Sebelumnya, pasca pengesahan RUU KPK menjadi UU, awalnya Presiden Joko Widodo nampaknya enggan menerbitkan Perppu KPK. Namun belakang ia akan mempertimbangkan menerbitkannya setelah mengundang sejumlah tokoh di Istana Negara beberapa waktu lalu. Salah satunya, Prof Emil Salim yang mengatakan sejak era Presiden Soekarno, pemerintah sudah mencoba berupaya memberantas korupsi.
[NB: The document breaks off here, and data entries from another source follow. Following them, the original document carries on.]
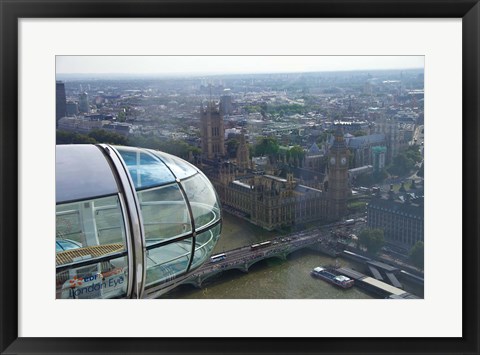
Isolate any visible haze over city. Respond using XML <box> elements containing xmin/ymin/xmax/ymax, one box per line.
<box><xmin>56</xmin><ymin>55</ymin><xmax>424</xmax><ymax>77</ymax></box>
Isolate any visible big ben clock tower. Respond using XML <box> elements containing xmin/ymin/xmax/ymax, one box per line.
<box><xmin>327</xmin><ymin>126</ymin><xmax>350</xmax><ymax>220</ymax></box>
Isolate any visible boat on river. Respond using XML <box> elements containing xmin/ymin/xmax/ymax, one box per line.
<box><xmin>311</xmin><ymin>266</ymin><xmax>354</xmax><ymax>289</ymax></box>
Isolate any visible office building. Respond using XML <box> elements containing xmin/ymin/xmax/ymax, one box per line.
<box><xmin>56</xmin><ymin>81</ymin><xmax>67</xmax><ymax>126</ymax></box>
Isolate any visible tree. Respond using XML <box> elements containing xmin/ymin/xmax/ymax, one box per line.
<box><xmin>88</xmin><ymin>129</ymin><xmax>128</xmax><ymax>145</ymax></box>
<box><xmin>244</xmin><ymin>105</ymin><xmax>261</xmax><ymax>114</ymax></box>
<box><xmin>387</xmin><ymin>145</ymin><xmax>423</xmax><ymax>177</ymax></box>
<box><xmin>417</xmin><ymin>162</ymin><xmax>424</xmax><ymax>178</ymax></box>
<box><xmin>387</xmin><ymin>153</ymin><xmax>416</xmax><ymax>176</ymax></box>
<box><xmin>352</xmin><ymin>130</ymin><xmax>367</xmax><ymax>137</ymax></box>
<box><xmin>160</xmin><ymin>140</ymin><xmax>197</xmax><ymax>159</ymax></box>
<box><xmin>254</xmin><ymin>137</ymin><xmax>279</xmax><ymax>163</ymax></box>
<box><xmin>226</xmin><ymin>139</ymin><xmax>239</xmax><ymax>159</ymax></box>
<box><xmin>372</xmin><ymin>169</ymin><xmax>388</xmax><ymax>183</ymax></box>
<box><xmin>404</xmin><ymin>144</ymin><xmax>422</xmax><ymax>164</ymax></box>
<box><xmin>409</xmin><ymin>241</ymin><xmax>424</xmax><ymax>270</ymax></box>
<box><xmin>56</xmin><ymin>130</ymin><xmax>96</xmax><ymax>144</ymax></box>
<box><xmin>288</xmin><ymin>145</ymin><xmax>305</xmax><ymax>167</ymax></box>
<box><xmin>358</xmin><ymin>228</ymin><xmax>385</xmax><ymax>255</ymax></box>
<box><xmin>117</xmin><ymin>109</ymin><xmax>127</xmax><ymax>122</ymax></box>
Tetapi, hingga saat ini baru KPK yang memperlihatkan kerja nyata setelah efektif dibentuk pada awal 2003 lalu. 

 

Menyadari akan prestasi yang ditoreh KPK, Emil merasa perjuangan memberantas korupsi harus diteruskan dilanjutkan demi membersihkan aparatur negara. Karena itu, usaha anggota DPR dan pemerintah yang dianggap ingin memperlemah KPK dengan mengebiri sejumlah kewenangan dalam RUU KPK harus ditolak.  

 

"Kami mengusulkan agar dikeluarkan Perppu untuk mengubah RUU KPK. Kami mendukung Presiden menolak RUU KPK dengan penuh tanggung jawab, tidak ada kepentingan apa-apa, kepentingan satu-satunya Indonesia yang bersih bebas dari korupsi supaya rakyat bisa menikmati," kata Emil.

 

Sementara mantan Ketua KPK Taufiqurrahman Ruki menilai prestasi KPK dari sejak dibentuk hingga kini terus berkembang, termasuk memproses para pimpinan lembaga tinggi negara baik eksekutif, legislatif maupun yudikatif. Meski begitu, dia berpendapat merevisi UU KPK memang bisa dilakukan jika melihat kondisi zaman yang terus berkembang. Namun, tujuannya bukan untuk memperlemah KPK.

 

Menurutnya, jika kelemahan itu disebabkan oleh oknum tertentu, maka seharusnya yang diperbaiki hanya oknum saja, bukan malah menyasar lembaganya. “Kalau ada tikus di lumbung, kenapa lumbungnya yang dibakar, tikusnya saja yang seharusnya ditangkap,” kata Ruki mengibaratkan.